Quick Tool · Care gaps, dignity, and safety

Use this when “they are not being cared for” needs to become specific enough to act on.

Care Gap
Quick Tool

A fast WardWise tool to translate a care concern into what is missing, what has been observed, why it matters, whether it is a dignity or safety issue, the clear request, the owner, the timeframe, and the record.

Notice

Name

Ground

Request and record

Step 1

Urgent boundary check

This tool should not delay urgent help, safeguarding action, or escalation where risk is immediate.

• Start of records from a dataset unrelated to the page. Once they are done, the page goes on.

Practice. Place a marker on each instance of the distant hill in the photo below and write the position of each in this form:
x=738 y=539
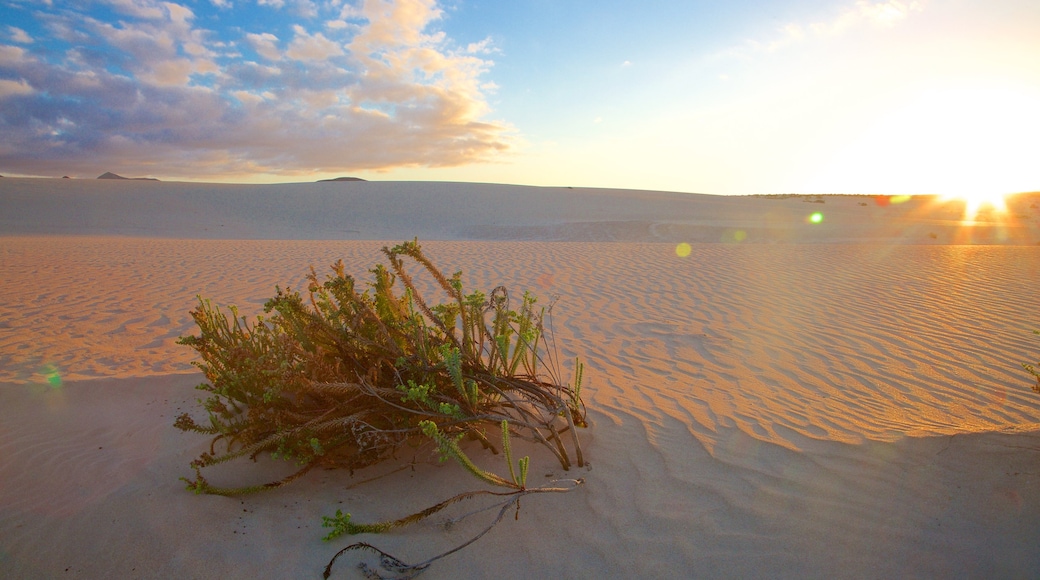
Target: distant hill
x=109 y=175
x=341 y=179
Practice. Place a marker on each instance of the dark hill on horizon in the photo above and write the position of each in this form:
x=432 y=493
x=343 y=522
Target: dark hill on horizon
x=109 y=175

Do not wait for forms: collapse, severe breathlessness, severe pain, stroke-like symptoms, sudden major confusion, severe bleeding, suicidal thoughts, serious neglect, abuse, or immediate risk needs urgent help or the appropriate safeguarding route.
Care boundary: care does not mean demanding everything, replacing professional judgement, or making individual staff personally responsible for every system failure. Care means keeping the person visible while decisions, limits, risks, and responsibilities are handled.
Step 2 · Notice

What is missing, different, or not being understood?

Start with what you have actually noticed. Keep it observable where possible.

Step 3 · Name

Name the care gap specifically

“They are not being cared for” may be true, but this tool helps you make it specific enough to act on.

Step 4 · Ground

Why does it matter?

Ground the concern in dignity, baseline, safety, consent, capacity, discharge, or home reality.

Step 5 · Request

What are you asking for?

Make one clear request first. Avoid raising ten concerns at once unless the situation is urgent.

Care gap script: “I am not trying to be difficult. I am concerned because [specific care gap]. What I have noticed is [example]. The risk or dignity issue is [why it matters]. Can we agree [request], and who owns this now?”

Step 6 · Owner

Who owns the next step?

A concern is not properly held until someone owns the next step and timeframe.

Step 7 · Record

What happened afterwards?

Record what was said, promised, and done before the story blurs.

Do not loop at the same level: if the same care gap is creating risk and nothing changes, move to the next appropriate route rather than repeating the same concern endlessly.
Step 8

Acronym and route check

Use the right route for the right concern.

Final

Short summary

Use this as the quick version.

Summary: “The care gap is [specific issue]. What I have seen is [example]. This appears to be [one incident/repeated pattern]. It matters because [dignity/safety/baseline/home reality]. Good care here would look like [good care]. I am asking for [request]. The next step is owned by [owner], the update is due by [timeframe], and the current status is [resolved/partly resolved/unresolved].”